Bergedorf . Bille-Bad Das Neue Lichtwark-Heft blickt zurück / Serie, 1. Teil
Die Entwicklung von Körperkult und Hygienebewusstsein der Bergedorfer lässt sich an keinem Ort so gut verfolgen wie am Ufer der Bille gleich oberhalb der Brücke der Ernst-Mantius-Straße: Seit mindestens 130 Jahren liegt dort die einstige städtische Badeanstalt, heute das Bille-Bad.
„Dampfdusche 1,50 Mark“, hat Antje Einicke ihren Beitrag im neuen Lichtwark-Heft (96 Seiten; 7,50 Euro; in allen Bergedorfer Buchhandlungen) des Kultur- & Geschichtskontors überschrieben. Wir stellen das Heft in einer vierteiligen Serie vor. Der Titel nimmt Bezug auf das, was die frühen Badeanstalten wirklich waren: Orte der Körperhygiene, wo je nach Geldbeutel ein- oder zweimal pro Woche ein heißes Bad genommen wurde. Denn gewöhnliche Wohnungen hatten noch bis nach dem Zweiten Weltkrieg selten eigene Badezimmer, geschweige denn fließend warmes Wasser.
Auch das Bille-Bad selbst brauchte bis 1929, bevor es von einem Flussbad mit kleinem Sandstreifen und einigen Umkleidekabinen zur „Kur- und Warmbadeanstalt“ aufstieg. Nun endlich bot es warme Duschen für Kinder und Erwachsene sowie eine Wäscherei mit Mangel- und Trockenraum im Erdgeschoss. Wer baden wollte, fand im Obergeschoss einzelne Kabinen, die, natürlich nach Herren und Damen getrennt, vom zahlreichen Wärterpersonal sauber gehalten wurden.
Alles zusammen galt für das damals noch eigenständige Bergedorf als großer Schritt in den Kreis moderner Städte. Der ganze Stolz war das integrierte „Kurbad“, in dem es diverse Vorrichtungen für Therapien gab. Darunter fanden sich Moor- und Massagebäder, Römische und sogar Radiumbäder, deren leicht radioaktiver Strahlung damals heilende Wirkung zugesprochen wurde. Das Herzstück dieser ersten „Badeanstalt“ steht noch heute – als monumentaler roter Backsteinbau mit Anwaltskanzleien und Arzt-Praxen an der Ecke Reetwerder/Ernst-Mantius-Straße.
Schon 1927 war gleich oberhalb die Bille zur modernen Flussbadeanstalt großzügig bis fast an den Bahndamm verbreitert worden. Zu diesem Komplex gehörten seinerzeit ein breiter Sandstrand, zahllose Umkleidekabinen, die 100 Meter lange Schwimmbahn, der Fünf-Meter-Sprungturm und das bis heute erhaltene Bootshaus am Schillerufer.

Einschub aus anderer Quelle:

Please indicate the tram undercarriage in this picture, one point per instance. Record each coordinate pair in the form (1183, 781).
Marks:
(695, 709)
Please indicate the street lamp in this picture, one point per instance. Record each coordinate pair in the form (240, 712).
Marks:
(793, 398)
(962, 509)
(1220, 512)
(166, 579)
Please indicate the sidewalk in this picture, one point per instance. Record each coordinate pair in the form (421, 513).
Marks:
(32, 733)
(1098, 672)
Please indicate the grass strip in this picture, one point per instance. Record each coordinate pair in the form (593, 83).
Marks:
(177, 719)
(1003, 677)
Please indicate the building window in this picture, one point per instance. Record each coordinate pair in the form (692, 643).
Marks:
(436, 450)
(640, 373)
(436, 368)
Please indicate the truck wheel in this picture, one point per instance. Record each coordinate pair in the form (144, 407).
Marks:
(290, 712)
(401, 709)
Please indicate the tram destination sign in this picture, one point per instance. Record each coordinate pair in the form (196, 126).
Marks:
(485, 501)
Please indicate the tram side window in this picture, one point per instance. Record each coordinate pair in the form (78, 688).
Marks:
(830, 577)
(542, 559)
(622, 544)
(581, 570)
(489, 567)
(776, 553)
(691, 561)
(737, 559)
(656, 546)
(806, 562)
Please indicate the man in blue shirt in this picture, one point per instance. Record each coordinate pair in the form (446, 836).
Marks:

Doch die Pflege des Areals war aufwendig, sorgte die durchströmende Bille doch für eine stetige Verschlickung. Das führte 1949/50 sogar zur vorübergehenden Schließung. Es folgten erhebliche Umbauarbeiten, die das Freibad vom Fluss trennten. In den Jahrzehnten des Wirtschaftswunders eroberte dann Bergedorfs Jugend das Bille-Bad für sich. Kaum ein Sommertag verging, an dem die riesige Liegewiese nicht voller Menschen war.
In den 60er-Jahren wurden Teile des alten Kurbades abgerissen, um Platz für Bergedorfs erstes Hallenbad zu schaffen. 1965 eingeweiht, galt es als zeitgemäße Ergänzung des weiterhin sehr beliebten Freibades. Ein Nebeneinander, das bis 2003 Bestand hatte. Dann folgte der Abriss für den 2005 eingeweihten Neubau des heutigen Bades, das mit nur noch ein Drittel der alten Fläche auskommen muss.